Aber Papa schüttelte den Kopf.
»Aber dann verpassen wir doch den ganzen Spaß. Du weißt ja gar nicht wie viel Spaß es macht, wenn einem der Wind um die Nase fegt. Außerdem kribbelt es bei schnellen Schlittenfahrten immer im Bauch. Das ist fast wie in der Achterbahn.«
Achterbahn? Christian wurde es flau im Magen. Er hatte einmal eine im Fernsehen angeschaut. Die Wagen der Bahn rasten auf einer Schiene entlang, und drehten sich sogar so weit, dass die Fahrgäste auf dem Kopf standen. Das konnte doch keinen Spaß machen.
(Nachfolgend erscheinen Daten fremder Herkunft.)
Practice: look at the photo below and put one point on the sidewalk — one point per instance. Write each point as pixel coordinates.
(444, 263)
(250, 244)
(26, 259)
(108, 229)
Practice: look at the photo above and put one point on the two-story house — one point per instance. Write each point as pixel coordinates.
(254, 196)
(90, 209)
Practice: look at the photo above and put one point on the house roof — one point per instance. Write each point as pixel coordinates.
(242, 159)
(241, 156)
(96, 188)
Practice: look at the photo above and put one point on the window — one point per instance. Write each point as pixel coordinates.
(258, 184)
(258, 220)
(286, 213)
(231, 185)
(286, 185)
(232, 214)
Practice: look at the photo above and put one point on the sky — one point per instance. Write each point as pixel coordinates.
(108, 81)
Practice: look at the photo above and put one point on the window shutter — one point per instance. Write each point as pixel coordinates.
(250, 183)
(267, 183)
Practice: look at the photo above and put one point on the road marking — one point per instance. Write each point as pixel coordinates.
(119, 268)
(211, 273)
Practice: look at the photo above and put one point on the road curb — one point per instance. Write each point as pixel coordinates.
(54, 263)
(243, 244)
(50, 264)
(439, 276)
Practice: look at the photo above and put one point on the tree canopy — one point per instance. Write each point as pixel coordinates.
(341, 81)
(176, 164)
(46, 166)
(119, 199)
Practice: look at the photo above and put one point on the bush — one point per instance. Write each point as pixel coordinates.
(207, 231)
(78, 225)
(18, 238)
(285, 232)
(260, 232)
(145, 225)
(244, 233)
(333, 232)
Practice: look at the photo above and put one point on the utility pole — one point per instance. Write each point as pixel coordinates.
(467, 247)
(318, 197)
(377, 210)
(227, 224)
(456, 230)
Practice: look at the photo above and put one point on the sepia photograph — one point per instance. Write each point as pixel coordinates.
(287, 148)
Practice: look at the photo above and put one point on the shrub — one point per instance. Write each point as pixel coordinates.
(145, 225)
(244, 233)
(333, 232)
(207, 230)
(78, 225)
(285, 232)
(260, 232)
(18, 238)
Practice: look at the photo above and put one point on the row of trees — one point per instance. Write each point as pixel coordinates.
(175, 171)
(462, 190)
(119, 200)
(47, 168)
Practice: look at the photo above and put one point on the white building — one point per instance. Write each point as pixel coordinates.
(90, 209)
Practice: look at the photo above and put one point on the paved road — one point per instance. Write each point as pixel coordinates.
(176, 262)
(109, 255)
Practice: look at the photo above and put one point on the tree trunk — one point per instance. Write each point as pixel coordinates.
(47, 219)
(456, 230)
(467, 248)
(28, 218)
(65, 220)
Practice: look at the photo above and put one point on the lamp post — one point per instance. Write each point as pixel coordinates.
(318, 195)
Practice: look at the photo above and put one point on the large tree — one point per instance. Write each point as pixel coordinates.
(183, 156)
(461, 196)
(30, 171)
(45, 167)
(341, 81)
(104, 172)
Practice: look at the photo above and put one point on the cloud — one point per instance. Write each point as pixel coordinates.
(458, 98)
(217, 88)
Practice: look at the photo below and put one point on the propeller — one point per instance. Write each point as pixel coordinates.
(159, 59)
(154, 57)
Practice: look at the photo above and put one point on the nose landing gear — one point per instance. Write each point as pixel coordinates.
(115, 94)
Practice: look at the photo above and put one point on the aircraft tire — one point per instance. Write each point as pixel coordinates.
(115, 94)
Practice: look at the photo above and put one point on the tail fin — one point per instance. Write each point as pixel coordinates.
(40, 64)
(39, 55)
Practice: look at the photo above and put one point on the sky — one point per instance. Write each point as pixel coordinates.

In diesem Moment parkte Papa das Auto. Er stieg aus, holte den Schlitten hervor und half seinem Sohn beim Aussteigen.
»Fahr doch schon mal ohne mich. Ich muss mir noch die letzten Seiten in meinem Bilderbuch anschauen. Das kann ich jetzt unmöglich verschieben.«
Aber es half nichts. Papa ließ nicht mit sich diskutieren.
Sie stiegen mit mehreren anderen Menschen in eine Gondel, die an einem langen Seil auf den Berg gezogen wurde.
»Was sind denn das für komische Bretter, die der Mann da in der Hand hält?«
Papa sah sich um.
»Das sind Skier. Die schnallt man sich unter die Füße und fährt damit die Berge hinab.«
Christian bekam große Augen. Es gab tatsächlich noch etwas Gefährlicheres als den Schlitten.

Als sie auf der Bergspitze ankamen, stellte Papa sofort den Schlitten auf den Schnee. Er forderte seinen Sohn auf, sich darauf zu setzen, doch dieser weigerte sich. Also musste er es selbst vormachen.
»Siehst du, da passen wir auch zu zweit drauf. Und passieren kann da gar nichts. Das Verspreche ich dir.«
Christian wollte nicht. Er verschränkte die Arme vor der Brust und sah trotzig in eine andere Richtung.
Papa stand wieder auf.
»Ich werd uns mal etwas zu Trinken besorgen. Passt du so lange auf den Schlitten auf?«
Er stiefelte fort. Christian sah sich den Schlitten an, der sich nun langsam allein in Bewegung setzte. Er lief schnell hinterher und stellte ihn quer zum Berg.
»Und damit du das nicht noch einmal versuchst, setzte ich mich auf dich drauf.«
In diesem Moment kam Papa zurück.
»Was ist denn das? Du sitzt ja auf dem Schlitten. Willst du jetzt doch fahren?«
Und schon saß er hinter seinem Sohn und gab mit den Füßen Schwung.
»Hilfe!«, schrie Christian.
Doch das half nun auch nichts mehr. Die wilde Fahrt hatte begonnen. Es ging von einem Hügel zum anderen. Sie rasten durch die Kurven und überholten einen Skifahrer nach dem anderen. Dabei kamen sie den Tannen am Rand der Piste gefährlich nahe. Nicht einmal vor kleinen Sprüngen machte der Schlitten Halt. Erst auf dem Parkplatz kamen sie wieder zum Stehen.
»Du meine Güte.«, sagte Christian.
Er war noch völlig aus der Puste und schnappte laut nach Luft, bevor er aufstand.
»Das war richtig toll. Los, Papa, lass uns gleich noch mal fahren.«
Doch packte winkte ab. Sein Gesicht hatte eine grünliche Farbe angenommen. Ihm war schlecht geworden.
»Auf keinen Fall mache ich das noch einmal. Lieber fahre ich einen ganzen Tag lang mit der Achterbahn. Auf diesen Berg bekommt mich keiner mehr hinauf.«
Während Papa aufstand musste Christian ganz laut lachen, denn er hatte die Angst vor Schlittenfahrten verloren.